The quality faults which have tripped up KFC specifically have been associated with the cheapening/streamlining of the in-store preparation. Since I worked there in the late 80s, they have moved much more volume away from chicken on the bone. Nearly all of that comes into the restaurant pre-breaded and pre-seasoned, so it just has to be fried and served. Original Recipe--believe that they now bread the chicken differently than in the Colonel's day (instead of dipping in egg/milk that's incorporated in the breading and they dip in just water). Crispy--the shaking to create the flakes still is a thing. They try to incorporate mnemonics for the cooks to create uniformity for the chicken on the bone (eight shakes, two presses, etc etc etc; rack the chicken so it doesn't butt up against each other (creating "marriages" of uncooked breading), etc etc. Same reason why Starbucks shakes iced tea 10 times...helps the baristas rememeber.

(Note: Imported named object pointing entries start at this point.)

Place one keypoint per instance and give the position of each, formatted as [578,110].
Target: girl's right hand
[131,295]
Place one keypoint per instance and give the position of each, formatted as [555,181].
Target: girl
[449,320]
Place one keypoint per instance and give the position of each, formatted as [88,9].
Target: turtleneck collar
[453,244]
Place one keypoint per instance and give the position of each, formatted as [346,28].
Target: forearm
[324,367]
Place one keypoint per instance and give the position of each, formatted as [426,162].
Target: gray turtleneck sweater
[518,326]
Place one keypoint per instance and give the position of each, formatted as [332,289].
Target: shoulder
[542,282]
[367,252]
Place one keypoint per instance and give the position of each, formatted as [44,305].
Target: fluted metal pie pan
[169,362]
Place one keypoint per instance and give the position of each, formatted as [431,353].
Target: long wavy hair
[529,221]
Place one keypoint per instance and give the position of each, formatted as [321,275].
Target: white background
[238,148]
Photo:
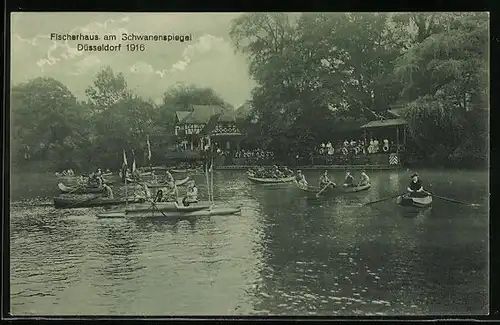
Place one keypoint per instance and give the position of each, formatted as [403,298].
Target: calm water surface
[285,255]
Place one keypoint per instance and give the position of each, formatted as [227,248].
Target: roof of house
[182,115]
[347,126]
[211,124]
[244,110]
[201,114]
[396,112]
[383,123]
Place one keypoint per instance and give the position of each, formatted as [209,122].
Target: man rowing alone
[300,178]
[324,181]
[416,189]
[364,179]
[349,179]
[191,194]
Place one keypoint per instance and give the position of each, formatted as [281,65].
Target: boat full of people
[416,196]
[328,187]
[271,175]
[167,204]
[77,201]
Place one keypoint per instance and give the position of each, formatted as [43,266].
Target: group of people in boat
[324,180]
[96,180]
[170,193]
[67,172]
[415,188]
[271,172]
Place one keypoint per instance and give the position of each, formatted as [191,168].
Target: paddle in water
[85,201]
[454,201]
[385,199]
[323,189]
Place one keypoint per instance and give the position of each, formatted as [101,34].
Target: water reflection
[284,255]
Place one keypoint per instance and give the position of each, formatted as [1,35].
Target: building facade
[208,125]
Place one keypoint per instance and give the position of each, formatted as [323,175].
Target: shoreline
[318,167]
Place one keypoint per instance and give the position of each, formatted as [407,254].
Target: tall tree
[46,120]
[107,89]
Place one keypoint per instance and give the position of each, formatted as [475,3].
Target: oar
[454,201]
[84,201]
[154,205]
[384,199]
[79,186]
[324,188]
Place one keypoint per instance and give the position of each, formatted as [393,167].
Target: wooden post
[397,139]
[404,135]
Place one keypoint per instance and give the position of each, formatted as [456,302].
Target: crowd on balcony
[356,147]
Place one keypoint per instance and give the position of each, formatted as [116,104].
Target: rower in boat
[288,171]
[108,191]
[324,181]
[170,191]
[349,179]
[123,172]
[276,172]
[191,194]
[147,192]
[416,189]
[364,179]
[300,178]
[154,178]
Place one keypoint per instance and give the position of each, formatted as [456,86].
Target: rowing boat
[269,180]
[178,182]
[314,190]
[418,202]
[182,171]
[79,189]
[167,206]
[179,212]
[95,201]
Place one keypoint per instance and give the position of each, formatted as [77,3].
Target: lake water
[285,255]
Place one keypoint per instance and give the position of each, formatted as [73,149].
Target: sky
[208,60]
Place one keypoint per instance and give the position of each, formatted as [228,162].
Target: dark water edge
[284,255]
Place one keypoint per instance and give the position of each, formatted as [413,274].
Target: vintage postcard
[249,164]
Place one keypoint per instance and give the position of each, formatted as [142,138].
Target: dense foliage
[313,72]
[48,124]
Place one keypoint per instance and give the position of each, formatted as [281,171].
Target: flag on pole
[149,148]
[125,163]
[133,163]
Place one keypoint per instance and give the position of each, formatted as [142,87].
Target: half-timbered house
[208,124]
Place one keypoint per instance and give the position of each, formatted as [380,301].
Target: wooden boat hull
[417,202]
[314,190]
[166,206]
[78,190]
[178,182]
[271,180]
[183,171]
[70,203]
[216,211]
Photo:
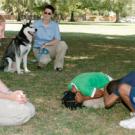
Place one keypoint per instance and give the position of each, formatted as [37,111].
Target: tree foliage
[65,8]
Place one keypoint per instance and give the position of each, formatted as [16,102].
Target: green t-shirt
[88,83]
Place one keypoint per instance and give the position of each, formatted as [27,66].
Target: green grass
[113,55]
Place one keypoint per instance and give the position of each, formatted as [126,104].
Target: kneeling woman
[88,86]
[14,107]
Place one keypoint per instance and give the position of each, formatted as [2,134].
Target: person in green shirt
[86,86]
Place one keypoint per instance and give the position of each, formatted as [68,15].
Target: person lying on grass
[14,107]
[124,89]
[84,87]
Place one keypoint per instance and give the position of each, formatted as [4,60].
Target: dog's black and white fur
[18,50]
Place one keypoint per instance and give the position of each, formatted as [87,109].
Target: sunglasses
[47,13]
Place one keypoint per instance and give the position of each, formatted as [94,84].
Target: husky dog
[18,50]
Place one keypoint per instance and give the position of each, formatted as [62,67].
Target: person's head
[69,100]
[112,86]
[48,12]
[2,19]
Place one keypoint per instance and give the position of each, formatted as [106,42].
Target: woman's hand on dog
[18,96]
[79,97]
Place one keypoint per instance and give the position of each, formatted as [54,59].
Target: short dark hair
[112,86]
[50,7]
[69,100]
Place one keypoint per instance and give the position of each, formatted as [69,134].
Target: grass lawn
[114,55]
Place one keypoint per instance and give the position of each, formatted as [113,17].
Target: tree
[117,6]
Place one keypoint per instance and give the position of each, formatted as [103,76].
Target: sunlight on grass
[113,55]
[79,57]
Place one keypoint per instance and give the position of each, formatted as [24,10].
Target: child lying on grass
[85,87]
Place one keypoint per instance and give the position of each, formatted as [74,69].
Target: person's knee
[123,90]
[63,46]
[27,112]
[45,60]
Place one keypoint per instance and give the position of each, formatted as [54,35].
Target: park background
[107,46]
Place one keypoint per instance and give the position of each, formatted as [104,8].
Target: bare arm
[80,98]
[109,100]
[3,87]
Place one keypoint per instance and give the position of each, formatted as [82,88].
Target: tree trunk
[117,17]
[72,17]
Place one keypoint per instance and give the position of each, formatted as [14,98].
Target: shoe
[59,69]
[129,123]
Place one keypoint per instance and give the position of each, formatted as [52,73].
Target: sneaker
[129,123]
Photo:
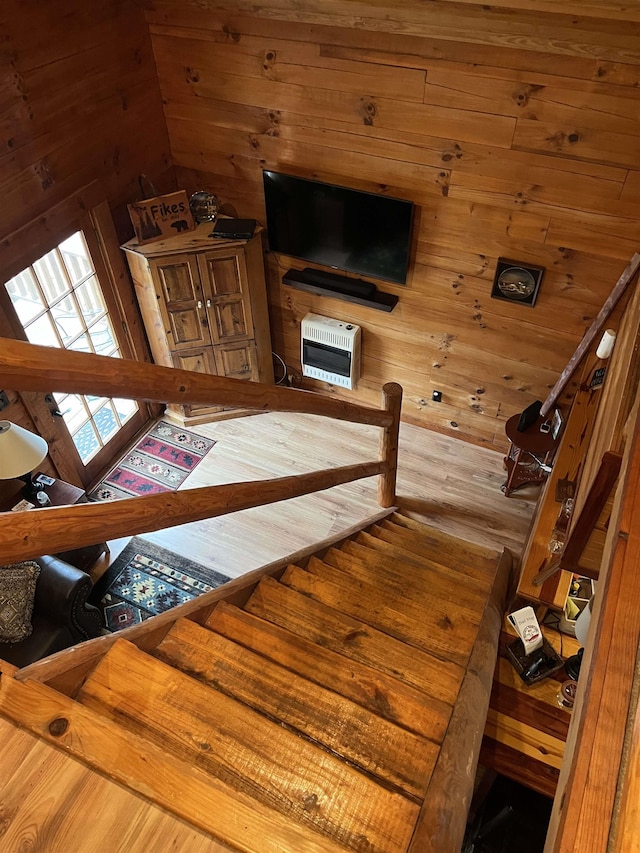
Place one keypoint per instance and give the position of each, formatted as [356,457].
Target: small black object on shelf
[537,665]
[529,416]
[572,665]
[234,229]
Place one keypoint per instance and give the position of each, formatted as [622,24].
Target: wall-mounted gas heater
[330,350]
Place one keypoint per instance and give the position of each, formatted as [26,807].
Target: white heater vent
[330,350]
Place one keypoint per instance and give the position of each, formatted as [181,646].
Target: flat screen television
[338,227]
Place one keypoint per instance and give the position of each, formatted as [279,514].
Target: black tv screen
[338,227]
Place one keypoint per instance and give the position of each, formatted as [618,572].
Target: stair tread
[246,751]
[400,547]
[368,740]
[420,586]
[375,593]
[142,765]
[441,629]
[354,639]
[438,540]
[377,691]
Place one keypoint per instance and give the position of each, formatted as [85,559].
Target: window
[59,303]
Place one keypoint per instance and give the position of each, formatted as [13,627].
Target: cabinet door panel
[237,361]
[224,277]
[180,301]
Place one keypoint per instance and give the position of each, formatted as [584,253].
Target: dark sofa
[61,616]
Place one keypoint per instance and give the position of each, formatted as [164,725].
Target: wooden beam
[54,529]
[612,300]
[392,403]
[27,367]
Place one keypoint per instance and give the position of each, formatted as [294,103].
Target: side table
[62,494]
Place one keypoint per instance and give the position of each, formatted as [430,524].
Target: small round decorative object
[516,283]
[204,206]
[567,694]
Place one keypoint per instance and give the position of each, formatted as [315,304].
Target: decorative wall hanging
[161,217]
[517,282]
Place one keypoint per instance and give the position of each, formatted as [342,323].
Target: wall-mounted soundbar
[340,287]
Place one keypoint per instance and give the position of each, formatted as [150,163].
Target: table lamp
[20,452]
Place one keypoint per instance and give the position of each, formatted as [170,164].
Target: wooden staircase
[339,705]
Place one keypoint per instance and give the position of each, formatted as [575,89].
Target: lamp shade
[20,450]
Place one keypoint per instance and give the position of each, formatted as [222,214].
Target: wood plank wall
[515,130]
[80,104]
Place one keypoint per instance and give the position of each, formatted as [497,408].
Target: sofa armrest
[61,592]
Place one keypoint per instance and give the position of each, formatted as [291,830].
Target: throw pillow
[17,592]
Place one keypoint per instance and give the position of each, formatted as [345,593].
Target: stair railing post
[392,403]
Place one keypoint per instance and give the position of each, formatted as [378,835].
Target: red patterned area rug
[145,580]
[160,462]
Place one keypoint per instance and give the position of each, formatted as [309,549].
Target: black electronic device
[234,229]
[529,416]
[340,287]
[537,665]
[338,227]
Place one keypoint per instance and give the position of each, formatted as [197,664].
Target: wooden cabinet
[204,305]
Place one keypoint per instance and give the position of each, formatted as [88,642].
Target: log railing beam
[27,367]
[391,403]
[26,535]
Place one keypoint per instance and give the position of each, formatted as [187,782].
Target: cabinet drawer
[237,360]
[200,360]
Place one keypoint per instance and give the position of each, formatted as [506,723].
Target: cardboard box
[161,217]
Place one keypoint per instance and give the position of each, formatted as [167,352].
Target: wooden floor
[442,481]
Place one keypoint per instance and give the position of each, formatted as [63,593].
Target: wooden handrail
[27,367]
[26,535]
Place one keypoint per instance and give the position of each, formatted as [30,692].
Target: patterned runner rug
[159,462]
[146,580]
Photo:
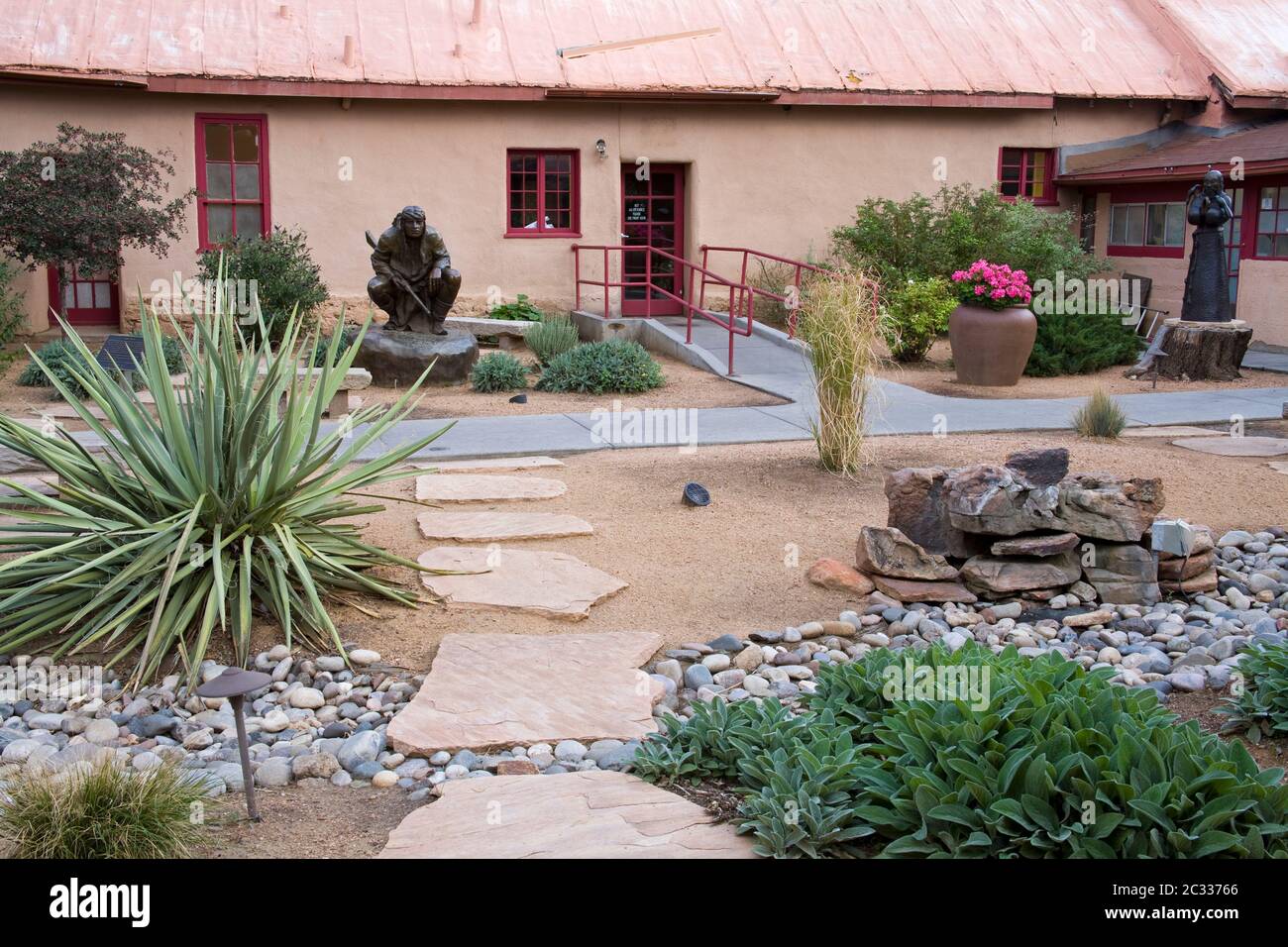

35 years ago the norm was in-store made (from self rising flour/shortening/buttermilk) biscuits; they were enhanced away years ago to either canned or frozen biscuits. Back then, cole slaw in corporate stores (franchisees frequently had commissary-prepared slaw) was shredded in-store from whole cabbages in a Buffalo Chopper, then mixed with the dressing. There's been a lot of advances in pre-prepared produce since then, and it is likely still mixed (one bagful of slaw mix plus a pouch of dressing) in-store (the Buffalo Choppers were quite dangerous to use and the cross-contamination possibility was a big concern.

These step-wise diminishments of quality are a thousand cuts...making things just not so nice anymore.